Judul Buku: Bahasa Arab dan Metode         Pengajarannya
Penulis        : Prof. Dr. Azhar Arsyad, M.A.                                                                
Penerbit     : Pustaka Pelajar, Yogyakarta
Cetakan      : III, oktober 2010
Tebal           : XXVIII + 180 hlm. 21cm






Oleh ANI WAHIDATUL AMANAH / 2812133011
Didalam buku ini penulis telah menjelaskan tentang ruang lingkup bahasa arab dan metode pengajarannya yang di dalamnya terdapat tiga tema sentral yang perlu dibahas
Tiga tema sentral disini yang pertama adalah membahas tentang bahasa Arab sebagai bahasa internasinal.Bahasa Arab merupakan salah satu bahasa yang mayor di dunia yang dituturkan oleh lebih dari 200.000.000 umat manusia(Ghazzawi,1992).Bahasa Arab termasuk bahasa dari kelompok terbesar dunia ketiga.Bahasa ini digunakan secara resmi oleh kurang lebih 20 negara dan karena bahasa Arab merupakan bahasa kitab suci dan tuntutan agama umat islam sedunia,maka tentu saja bahasa Arab merupakan bahasa yang paling besar signifikanya bagi ratusan juta umat sedunia ,baik yang berkebangsaan Arab maupun bukan.Bahasa Arab memiliki standar ketinggian dan keelokan linguistik yang paling tinggi dan tiada taranya dibanding dengan bahasa yang lain.Hal ini munculnya superiotas sastra dan filsafat bahkan pada sains,seperti matematika,kedokteran,ilmu bumi,dan tata bahasa Arab sendiri pada masa kejayaan islam setelahnya.Bahasa Atab merupakan bahasa terkaya dan terluas di dunia dalam hal kandunganya,deskripsi dan pemaparannya sangat mendetail.

Bahasa Arab merupakan suatu bahasa yang memiliki kedudukan sangat istimewa di banding dengan bahasa-bahasa lain di dunia, karena bahasa Arab berfungsi sebagai bahasa Al Qur’an dan Hadist serta kitab-kitab lainnya.

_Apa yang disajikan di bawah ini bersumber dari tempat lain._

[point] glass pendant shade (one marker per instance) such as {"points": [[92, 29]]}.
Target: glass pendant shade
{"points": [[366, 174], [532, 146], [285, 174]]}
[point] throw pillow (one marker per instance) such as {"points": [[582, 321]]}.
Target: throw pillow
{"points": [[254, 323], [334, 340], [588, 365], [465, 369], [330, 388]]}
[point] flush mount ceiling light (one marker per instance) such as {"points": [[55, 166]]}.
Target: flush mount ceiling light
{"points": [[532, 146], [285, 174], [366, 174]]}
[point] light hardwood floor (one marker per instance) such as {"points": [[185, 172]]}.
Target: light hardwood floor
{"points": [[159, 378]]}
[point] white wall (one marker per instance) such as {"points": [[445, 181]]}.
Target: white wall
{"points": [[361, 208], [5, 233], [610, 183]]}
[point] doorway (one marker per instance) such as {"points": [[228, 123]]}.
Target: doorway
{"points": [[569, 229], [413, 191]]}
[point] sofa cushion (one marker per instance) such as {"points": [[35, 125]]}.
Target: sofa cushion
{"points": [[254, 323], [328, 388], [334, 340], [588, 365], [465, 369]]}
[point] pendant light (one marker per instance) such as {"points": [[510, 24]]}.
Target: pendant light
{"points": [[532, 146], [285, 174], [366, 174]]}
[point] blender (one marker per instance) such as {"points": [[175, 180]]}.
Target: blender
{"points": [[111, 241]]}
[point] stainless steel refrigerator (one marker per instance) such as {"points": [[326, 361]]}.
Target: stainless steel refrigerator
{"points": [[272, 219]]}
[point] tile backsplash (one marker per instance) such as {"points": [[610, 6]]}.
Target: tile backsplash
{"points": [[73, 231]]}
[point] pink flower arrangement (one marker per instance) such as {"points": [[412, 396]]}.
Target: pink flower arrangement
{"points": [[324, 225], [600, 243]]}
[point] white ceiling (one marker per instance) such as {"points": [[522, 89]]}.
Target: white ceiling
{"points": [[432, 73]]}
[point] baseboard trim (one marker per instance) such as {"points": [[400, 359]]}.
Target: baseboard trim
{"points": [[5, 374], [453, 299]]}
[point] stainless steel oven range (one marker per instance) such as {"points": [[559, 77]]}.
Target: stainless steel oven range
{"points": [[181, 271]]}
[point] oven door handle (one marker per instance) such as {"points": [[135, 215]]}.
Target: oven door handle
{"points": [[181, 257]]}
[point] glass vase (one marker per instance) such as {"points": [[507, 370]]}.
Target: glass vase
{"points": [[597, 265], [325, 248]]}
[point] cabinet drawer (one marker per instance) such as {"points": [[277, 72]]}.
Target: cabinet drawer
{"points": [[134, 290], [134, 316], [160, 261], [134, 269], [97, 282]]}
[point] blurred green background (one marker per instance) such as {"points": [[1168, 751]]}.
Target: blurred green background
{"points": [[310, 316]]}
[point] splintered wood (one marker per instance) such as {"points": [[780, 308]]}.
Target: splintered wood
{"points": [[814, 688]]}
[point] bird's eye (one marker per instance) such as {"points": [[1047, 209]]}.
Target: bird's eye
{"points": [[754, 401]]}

Seseorang yang hendak memahami hukum-hukum (ajaran) agama islam dengan baik maka haruslah berusaha mempelajari bahasa Arab dengan baik. Di sinilah pengetahuan akan bahasa Arab memegang peranan penting untuk lebih memahami ajaran-ajaran agama guna di transfer kebenak masyarakat awam, kebenak murid-murid yang cukup kritis. Seorang mantan Dekan Falkutas Adab di IAIN ALAUDDIIN di Ujung Pandang  mengatakan bahwa perguruan tinggi yang tidak memetingkan bahasa Arab itu tidak rasional. Seorang guru agama itu harus mampu menguasai bahasa Arab dengan baik agar dapat melaksanakan tugas belajar mengajar dengan efektif dan efisiaen. Seseorang yang mampu berbahasa Arab dengan baik akan mudah mengajar semua cabang-cabang ilmu agama. Maka dari itu penulis akan memberitahukan macam-macam metode pangajaran bahasa arab dengan efektif dan efisien yang dapat diterapkan dalam proses belajar mengajar yang dilakukan oleh seorang pengajar atau seorang pendidik.
Mungkin seperti itulah tujuan penulis (Azhar Arsyad) dalam bukunya “Bahasa Arab dan Metode Pengajarannya”  buku ini bermaksud memberitahukan kepada para pendidik atau pengajar untuk menerapkan metode ini kedalam proses belajar mengajar yang dilakukan di dalam kelas agar mudah dalam melakukan proses belajar mengajar.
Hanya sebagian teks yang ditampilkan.